Vingt-sept ans après le climat d’inquiétude et la désertion des rues suscités par le phénomène de 1999, l’éclipse solaire partielle du 12 août 2026 a révélé une nette maturité de la culture scientifique des Tunisiens, désormais marquée par l’engouement, la curiosité et le respect des consignes de sécurité, a déclaré à l’Agence Tunis-Afrique-Presse (TAP) le vice-président de la Société tunisienne d’astronomie (STA), Hichem Yahia.
Selon Yahia, le comportement des citoyens face à l’événement du 12 août traduit une rupture claire avec les idées reçues et les interprétations alarmistes qui avaient marqué l’éclipse de 1999. A l’époque, malgré un taux d’occultation de 67 % à Tunis et de 53 % à Sfax, la désinformation et les craintes liées aux risques de lésions oculaires avaient poussé une grande partie de la population à rester chez elle, donnant à plusieurs villes l’aspect de « villes fantômes ».

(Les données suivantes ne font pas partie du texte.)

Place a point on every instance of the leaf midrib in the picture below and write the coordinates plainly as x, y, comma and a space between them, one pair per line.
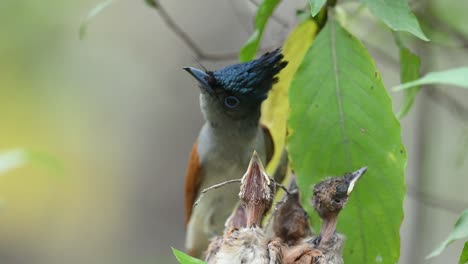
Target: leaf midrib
346, 142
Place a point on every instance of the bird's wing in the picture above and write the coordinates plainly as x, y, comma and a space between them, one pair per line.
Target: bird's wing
192, 182
269, 144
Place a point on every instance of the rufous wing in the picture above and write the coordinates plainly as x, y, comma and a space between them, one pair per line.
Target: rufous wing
192, 182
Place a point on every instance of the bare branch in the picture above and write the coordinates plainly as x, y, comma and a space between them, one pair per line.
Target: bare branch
199, 53
216, 186
455, 107
282, 22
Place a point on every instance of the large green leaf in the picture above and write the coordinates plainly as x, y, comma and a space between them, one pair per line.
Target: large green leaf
457, 77
397, 15
460, 231
316, 6
464, 255
184, 258
91, 14
341, 120
275, 109
264, 12
409, 71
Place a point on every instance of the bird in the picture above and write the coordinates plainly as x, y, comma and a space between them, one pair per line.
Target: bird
249, 244
329, 198
230, 100
291, 226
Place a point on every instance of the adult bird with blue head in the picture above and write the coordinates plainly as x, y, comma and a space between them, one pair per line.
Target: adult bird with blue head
230, 101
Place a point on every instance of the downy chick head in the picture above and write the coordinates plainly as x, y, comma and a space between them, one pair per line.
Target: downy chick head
237, 91
257, 191
331, 195
291, 222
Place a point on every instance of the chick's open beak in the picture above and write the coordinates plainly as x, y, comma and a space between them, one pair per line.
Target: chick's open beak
255, 193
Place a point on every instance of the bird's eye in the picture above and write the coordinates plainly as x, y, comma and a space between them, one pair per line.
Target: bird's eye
231, 102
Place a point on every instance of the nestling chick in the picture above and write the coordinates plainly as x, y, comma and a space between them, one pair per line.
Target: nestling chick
249, 244
291, 222
330, 196
230, 100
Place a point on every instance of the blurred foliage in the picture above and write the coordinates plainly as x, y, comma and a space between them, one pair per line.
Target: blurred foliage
93, 13
464, 255
459, 231
409, 70
456, 77
264, 12
397, 15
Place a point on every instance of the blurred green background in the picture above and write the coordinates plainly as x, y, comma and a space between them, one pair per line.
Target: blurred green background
113, 117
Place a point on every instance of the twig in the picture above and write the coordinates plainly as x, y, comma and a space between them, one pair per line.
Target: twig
272, 215
448, 102
199, 53
433, 201
216, 186
283, 23
281, 186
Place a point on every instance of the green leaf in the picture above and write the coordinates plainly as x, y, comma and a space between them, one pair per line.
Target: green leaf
409, 71
265, 10
464, 255
275, 109
341, 120
316, 6
456, 77
152, 3
184, 258
397, 15
460, 231
91, 14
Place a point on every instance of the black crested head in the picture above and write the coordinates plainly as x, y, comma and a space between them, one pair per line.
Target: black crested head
253, 79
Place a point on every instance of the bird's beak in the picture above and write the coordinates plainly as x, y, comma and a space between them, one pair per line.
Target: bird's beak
201, 76
355, 176
255, 191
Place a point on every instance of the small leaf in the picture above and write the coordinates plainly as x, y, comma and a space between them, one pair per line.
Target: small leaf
464, 255
152, 3
460, 231
316, 6
184, 258
397, 15
456, 77
93, 13
409, 71
265, 10
275, 109
341, 120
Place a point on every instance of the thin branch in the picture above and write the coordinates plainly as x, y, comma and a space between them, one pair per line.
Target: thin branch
282, 22
199, 53
447, 101
282, 187
216, 186
433, 201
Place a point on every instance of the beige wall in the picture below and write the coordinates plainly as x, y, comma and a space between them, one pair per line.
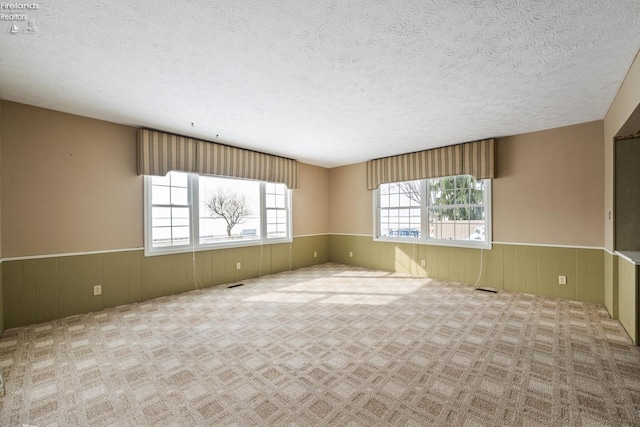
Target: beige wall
69, 184
549, 187
548, 190
351, 203
625, 102
311, 201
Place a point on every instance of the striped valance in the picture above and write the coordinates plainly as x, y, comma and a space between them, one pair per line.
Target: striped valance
471, 158
159, 153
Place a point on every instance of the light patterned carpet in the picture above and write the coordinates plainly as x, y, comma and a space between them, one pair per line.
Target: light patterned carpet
326, 345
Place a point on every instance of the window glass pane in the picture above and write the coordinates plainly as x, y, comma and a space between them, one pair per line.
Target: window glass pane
160, 217
180, 236
161, 236
178, 179
180, 216
179, 196
462, 196
160, 180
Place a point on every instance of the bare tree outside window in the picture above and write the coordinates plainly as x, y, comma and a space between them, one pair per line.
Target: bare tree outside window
230, 206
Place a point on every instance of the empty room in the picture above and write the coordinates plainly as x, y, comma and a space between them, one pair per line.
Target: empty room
298, 213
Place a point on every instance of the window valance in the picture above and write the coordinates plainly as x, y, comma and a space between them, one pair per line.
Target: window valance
159, 153
471, 158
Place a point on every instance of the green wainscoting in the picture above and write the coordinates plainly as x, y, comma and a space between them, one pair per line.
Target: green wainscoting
530, 269
628, 297
41, 289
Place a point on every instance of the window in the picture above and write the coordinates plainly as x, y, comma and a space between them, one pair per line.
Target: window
453, 211
185, 212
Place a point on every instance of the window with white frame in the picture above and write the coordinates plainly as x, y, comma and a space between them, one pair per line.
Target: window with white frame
185, 211
452, 211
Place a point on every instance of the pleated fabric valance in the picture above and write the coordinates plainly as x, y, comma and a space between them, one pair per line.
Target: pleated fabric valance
471, 158
159, 153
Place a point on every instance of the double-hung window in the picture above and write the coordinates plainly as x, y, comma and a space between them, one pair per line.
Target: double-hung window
185, 211
451, 211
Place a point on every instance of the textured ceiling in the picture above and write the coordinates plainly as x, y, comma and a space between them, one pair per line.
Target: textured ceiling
326, 82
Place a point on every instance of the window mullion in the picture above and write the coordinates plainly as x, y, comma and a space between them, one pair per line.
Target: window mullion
263, 212
424, 211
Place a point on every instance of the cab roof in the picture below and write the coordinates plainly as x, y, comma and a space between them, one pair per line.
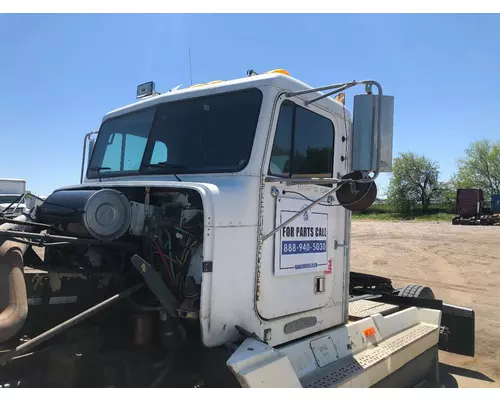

« Le phénomène est passé d’une source de peur à une occasion de curiosité et de connaissance », a résumé Yahia, estimant que cette transformation témoigne d’une évolution notable de la conscience scientifique des citoyens et de leur capacité à accéder à une information fiable, 27 ans après l’éclipse du 11 août 1999.
En 2026, l’événement, bien que partiel avec un taux d’occultation d’environ 50 % à Tunis au pic atteint vers 19h11, a, au contraire, suscité un vif intérêt du public ainsi qu’une forte mobilisation à l’échelle sociale et familiale. Les citoyens ont recherché activement des lunettes de protection, suivi les données communiquées par les institutions compétentes et les associations scientifiques et se sont déplacés, parfois sur de longues distances, à la recherche de sites offrant de meilleures conditions d’observation. « Ces déplacements ont dessiné un beau tableau social et scientifique », a souligné le vice-président de la STA.
Yahia a attribué cette évolution notamment à la multiplication des campagnes de sensibilisation et à la diffusion, en temps opportun, d’informations scientifiques, qui ont contribué à limiter la propagation des superstitions et des interprétations non scientifiques.
Cette dynamique constitue, à ses yeux, un « test grandeur nature » en prévision du prochain grand rendez-vous astronomique du 2 août 2027, date à laquelle une éclipse solaire totale traversera plusieurs régions tunisiennes. « La préparation précoce de cet événement nécessite de favoriser la coordination entre les institutions compétentes, les médias, la société civile et le secteur touristique », a-t-il affirmé. Il a souligné la nécessité d’organiser les opérations d’observation, d’encadrer les citoyens et les visiteurs et de garantir les conditions de sécurité requises.
Entre 1999 et 2026, la relation des Tunisiens aux phénomènes astronomiques est ainsi passée, selon Hichem Yahia, de la peur et de la réserve à la curiosité et au désir de comprendre et de suivre ces événements de manière scientifique, une dynamique sur laquelle la Tunisie pourra s’appuyer pour préparer le rendez-vous astronomique de 2027.